Learning Separable Hidden Unit Contributions for Speaker-Adaptive Lip-Reading
Songtao Luo, Shuang Yang, Shiguang Shan, Xilin Chen

TL;DR
This paper introduces a novel speaker-adaptive lip reading method that leverages the different roles of shallow and deep neural network layers to improve robustness and accuracy in lip reading tasks.
Contribution
It proposes a new approach to learn separable hidden unit contributions for shallow and deep layers, enhancing speaker adaptation in lip reading.
Findings
Outperforms existing methods on LRW-ID and GRID datasets.
Introduces a new dataset CAS-VSR-S68h for extreme speaker variation evaluation.
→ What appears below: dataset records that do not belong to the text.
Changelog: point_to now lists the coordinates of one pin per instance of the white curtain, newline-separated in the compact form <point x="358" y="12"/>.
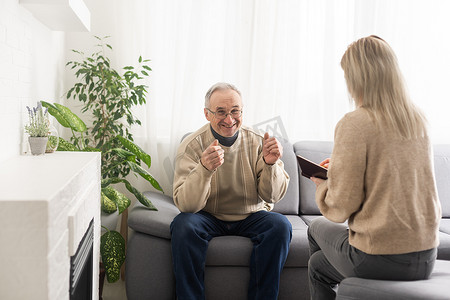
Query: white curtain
<point x="283" y="54"/>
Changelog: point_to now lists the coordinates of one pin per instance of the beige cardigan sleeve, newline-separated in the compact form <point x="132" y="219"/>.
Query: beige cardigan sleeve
<point x="191" y="185"/>
<point x="273" y="181"/>
<point x="342" y="194"/>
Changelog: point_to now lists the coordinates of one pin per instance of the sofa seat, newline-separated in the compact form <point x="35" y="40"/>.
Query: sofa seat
<point x="435" y="288"/>
<point x="236" y="250"/>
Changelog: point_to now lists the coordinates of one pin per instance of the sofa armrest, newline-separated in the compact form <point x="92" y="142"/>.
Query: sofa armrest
<point x="156" y="223"/>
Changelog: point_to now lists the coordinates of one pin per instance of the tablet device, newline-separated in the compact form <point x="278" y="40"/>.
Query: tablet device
<point x="311" y="169"/>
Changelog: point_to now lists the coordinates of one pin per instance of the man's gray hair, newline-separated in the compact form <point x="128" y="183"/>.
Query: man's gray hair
<point x="219" y="87"/>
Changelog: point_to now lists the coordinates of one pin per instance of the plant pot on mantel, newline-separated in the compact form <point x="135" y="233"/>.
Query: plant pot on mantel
<point x="38" y="144"/>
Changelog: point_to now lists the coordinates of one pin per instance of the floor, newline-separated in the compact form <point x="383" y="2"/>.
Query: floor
<point x="114" y="291"/>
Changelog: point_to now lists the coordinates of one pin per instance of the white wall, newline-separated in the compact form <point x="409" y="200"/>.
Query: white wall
<point x="31" y="68"/>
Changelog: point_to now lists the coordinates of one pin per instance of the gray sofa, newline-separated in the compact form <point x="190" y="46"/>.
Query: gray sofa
<point x="149" y="272"/>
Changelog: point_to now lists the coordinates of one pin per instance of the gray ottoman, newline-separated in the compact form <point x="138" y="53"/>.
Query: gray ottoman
<point x="437" y="287"/>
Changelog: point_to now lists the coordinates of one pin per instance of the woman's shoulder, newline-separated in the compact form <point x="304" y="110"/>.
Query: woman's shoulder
<point x="359" y="118"/>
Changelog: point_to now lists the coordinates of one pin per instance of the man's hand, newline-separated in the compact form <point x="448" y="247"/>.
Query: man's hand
<point x="212" y="157"/>
<point x="272" y="149"/>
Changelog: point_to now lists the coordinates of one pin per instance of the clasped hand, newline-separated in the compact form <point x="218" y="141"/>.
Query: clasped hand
<point x="213" y="156"/>
<point x="324" y="164"/>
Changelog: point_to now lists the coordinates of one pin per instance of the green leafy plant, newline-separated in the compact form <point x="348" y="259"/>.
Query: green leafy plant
<point x="39" y="123"/>
<point x="108" y="98"/>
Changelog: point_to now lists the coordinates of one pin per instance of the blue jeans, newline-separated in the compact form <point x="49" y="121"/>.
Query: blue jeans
<point x="270" y="233"/>
<point x="332" y="259"/>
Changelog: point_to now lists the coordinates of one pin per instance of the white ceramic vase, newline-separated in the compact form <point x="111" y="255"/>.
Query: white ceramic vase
<point x="37" y="144"/>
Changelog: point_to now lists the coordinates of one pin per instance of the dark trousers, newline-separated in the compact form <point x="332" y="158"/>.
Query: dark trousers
<point x="270" y="233"/>
<point x="332" y="259"/>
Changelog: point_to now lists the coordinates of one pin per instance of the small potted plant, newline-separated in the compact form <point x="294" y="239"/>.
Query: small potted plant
<point x="38" y="129"/>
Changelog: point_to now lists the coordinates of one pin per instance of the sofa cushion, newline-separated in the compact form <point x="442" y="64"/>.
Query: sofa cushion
<point x="315" y="151"/>
<point x="442" y="174"/>
<point x="436" y="287"/>
<point x="290" y="202"/>
<point x="236" y="250"/>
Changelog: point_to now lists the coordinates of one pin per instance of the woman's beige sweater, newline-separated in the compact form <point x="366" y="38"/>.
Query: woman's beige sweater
<point x="242" y="185"/>
<point x="383" y="185"/>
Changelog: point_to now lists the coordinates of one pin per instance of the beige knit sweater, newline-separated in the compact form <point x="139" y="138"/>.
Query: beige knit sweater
<point x="244" y="184"/>
<point x="383" y="185"/>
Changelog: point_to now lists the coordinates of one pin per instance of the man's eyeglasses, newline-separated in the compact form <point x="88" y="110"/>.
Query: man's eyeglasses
<point x="221" y="114"/>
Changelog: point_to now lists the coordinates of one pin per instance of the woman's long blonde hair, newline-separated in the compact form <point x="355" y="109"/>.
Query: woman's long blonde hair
<point x="375" y="82"/>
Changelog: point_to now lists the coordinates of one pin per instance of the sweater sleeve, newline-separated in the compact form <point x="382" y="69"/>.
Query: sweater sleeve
<point x="343" y="193"/>
<point x="273" y="181"/>
<point x="191" y="185"/>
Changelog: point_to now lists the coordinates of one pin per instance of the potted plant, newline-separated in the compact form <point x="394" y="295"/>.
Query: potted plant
<point x="38" y="129"/>
<point x="107" y="98"/>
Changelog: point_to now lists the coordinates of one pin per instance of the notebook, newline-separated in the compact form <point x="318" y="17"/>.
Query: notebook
<point x="311" y="169"/>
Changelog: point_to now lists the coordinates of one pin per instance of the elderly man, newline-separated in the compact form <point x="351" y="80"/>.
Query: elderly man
<point x="227" y="178"/>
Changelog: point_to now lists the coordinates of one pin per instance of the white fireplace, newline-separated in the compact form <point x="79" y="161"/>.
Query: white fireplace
<point x="46" y="204"/>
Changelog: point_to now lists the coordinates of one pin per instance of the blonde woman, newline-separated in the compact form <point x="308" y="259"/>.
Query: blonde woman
<point x="380" y="180"/>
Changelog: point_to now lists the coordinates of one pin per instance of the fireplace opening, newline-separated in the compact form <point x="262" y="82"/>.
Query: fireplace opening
<point x="81" y="267"/>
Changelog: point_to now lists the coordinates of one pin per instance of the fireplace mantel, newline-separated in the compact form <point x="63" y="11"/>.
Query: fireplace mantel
<point x="46" y="205"/>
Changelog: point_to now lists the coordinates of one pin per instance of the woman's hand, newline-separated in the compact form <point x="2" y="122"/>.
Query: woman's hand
<point x="325" y="163"/>
<point x="317" y="181"/>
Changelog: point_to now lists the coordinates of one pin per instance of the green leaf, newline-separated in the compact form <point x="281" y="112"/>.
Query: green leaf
<point x="136" y="150"/>
<point x="75" y="122"/>
<point x="56" y="114"/>
<point x="124" y="154"/>
<point x="120" y="199"/>
<point x="141" y="197"/>
<point x="108" y="206"/>
<point x="112" y="250"/>
<point x="66" y="146"/>
<point x="108" y="181"/>
<point x="144" y="174"/>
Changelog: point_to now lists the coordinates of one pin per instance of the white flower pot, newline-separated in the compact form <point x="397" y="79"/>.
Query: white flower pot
<point x="37" y="144"/>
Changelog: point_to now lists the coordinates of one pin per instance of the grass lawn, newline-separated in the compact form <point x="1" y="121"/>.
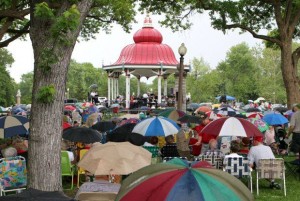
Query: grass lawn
<point x="265" y="192"/>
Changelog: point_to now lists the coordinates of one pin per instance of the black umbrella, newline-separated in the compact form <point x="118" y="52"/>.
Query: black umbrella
<point x="37" y="195"/>
<point x="253" y="109"/>
<point x="104" y="126"/>
<point x="82" y="134"/>
<point x="190" y="119"/>
<point x="124" y="133"/>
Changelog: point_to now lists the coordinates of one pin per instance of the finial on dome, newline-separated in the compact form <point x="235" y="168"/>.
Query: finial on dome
<point x="148" y="21"/>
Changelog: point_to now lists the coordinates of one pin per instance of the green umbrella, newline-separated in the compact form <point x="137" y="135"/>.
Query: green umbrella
<point x="180" y="180"/>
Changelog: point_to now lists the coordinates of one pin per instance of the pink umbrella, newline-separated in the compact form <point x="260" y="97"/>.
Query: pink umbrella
<point x="231" y="126"/>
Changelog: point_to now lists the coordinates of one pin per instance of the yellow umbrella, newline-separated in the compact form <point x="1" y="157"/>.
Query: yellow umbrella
<point x="115" y="158"/>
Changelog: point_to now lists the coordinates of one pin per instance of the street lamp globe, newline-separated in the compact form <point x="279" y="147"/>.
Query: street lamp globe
<point x="182" y="50"/>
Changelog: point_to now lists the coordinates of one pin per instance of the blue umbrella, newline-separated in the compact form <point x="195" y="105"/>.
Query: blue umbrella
<point x="156" y="126"/>
<point x="13" y="125"/>
<point x="227" y="97"/>
<point x="275" y="119"/>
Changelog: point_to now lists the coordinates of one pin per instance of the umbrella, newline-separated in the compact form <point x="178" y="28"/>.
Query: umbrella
<point x="115" y="158"/>
<point x="226" y="111"/>
<point x="231" y="126"/>
<point x="36" y="195"/>
<point x="156" y="126"/>
<point x="253" y="109"/>
<point x="172" y="114"/>
<point x="260" y="99"/>
<point x="124" y="133"/>
<point x="280" y="109"/>
<point x="69" y="107"/>
<point x="203" y="109"/>
<point x="275" y="119"/>
<point x="212" y="115"/>
<point x="190" y="119"/>
<point x="104" y="126"/>
<point x="13" y="125"/>
<point x="175" y="180"/>
<point x="227" y="97"/>
<point x="82" y="134"/>
<point x="130" y="120"/>
<point x="256" y="115"/>
<point x="260" y="124"/>
<point x="86" y="104"/>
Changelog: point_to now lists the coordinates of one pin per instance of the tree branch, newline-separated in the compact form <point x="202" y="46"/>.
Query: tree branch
<point x="253" y="33"/>
<point x="16" y="36"/>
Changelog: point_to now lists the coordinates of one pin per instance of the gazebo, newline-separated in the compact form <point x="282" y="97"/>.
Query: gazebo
<point x="147" y="57"/>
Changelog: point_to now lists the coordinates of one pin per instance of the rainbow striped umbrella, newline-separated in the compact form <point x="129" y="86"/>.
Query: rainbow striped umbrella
<point x="178" y="180"/>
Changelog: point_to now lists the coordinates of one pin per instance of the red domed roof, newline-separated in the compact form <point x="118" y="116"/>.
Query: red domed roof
<point x="147" y="49"/>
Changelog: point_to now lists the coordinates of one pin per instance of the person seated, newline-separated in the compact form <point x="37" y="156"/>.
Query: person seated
<point x="260" y="151"/>
<point x="244" y="145"/>
<point x="213" y="149"/>
<point x="100" y="184"/>
<point x="170" y="149"/>
<point x="9" y="152"/>
<point x="234" y="149"/>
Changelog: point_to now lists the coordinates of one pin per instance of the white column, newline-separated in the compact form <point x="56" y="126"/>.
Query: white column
<point x="108" y="90"/>
<point x="159" y="88"/>
<point x="117" y="84"/>
<point x="165" y="86"/>
<point x="127" y="89"/>
<point x="112" y="88"/>
<point x="139" y="87"/>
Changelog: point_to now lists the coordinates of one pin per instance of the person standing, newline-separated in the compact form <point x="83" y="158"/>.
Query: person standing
<point x="294" y="129"/>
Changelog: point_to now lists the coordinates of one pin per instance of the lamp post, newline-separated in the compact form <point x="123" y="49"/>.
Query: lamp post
<point x="182" y="51"/>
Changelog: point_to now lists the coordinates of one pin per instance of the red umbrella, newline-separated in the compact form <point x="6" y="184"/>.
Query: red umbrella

Demonstrates robustness in diverse and limited speaker scenarios.
Abstract
In this paper, we propose a novel method for speaker adaptation in lip reading, motivated by two observations. Firstly, a speaker's own characteristics can always be portrayed well by his/her few facial images or even a single image with shallow networks, while the fine-grained dynamic features associated with speech content expressed by the talking face always need deep sequential networks to represent accurately. Therefore, we treat the shallow and deep layers differently for speaker adaptive lip reading. Secondly, we observe that a speaker's unique characteristics ( e.g. prominent oral cavity and mandible) have varied effects on lip reading performance for different words and pronunciations, necessitating adaptive enhancement or suppression of the features for robust lip reading. Based on these two observations, we propose to take advantage of the speaker's own characteristics to…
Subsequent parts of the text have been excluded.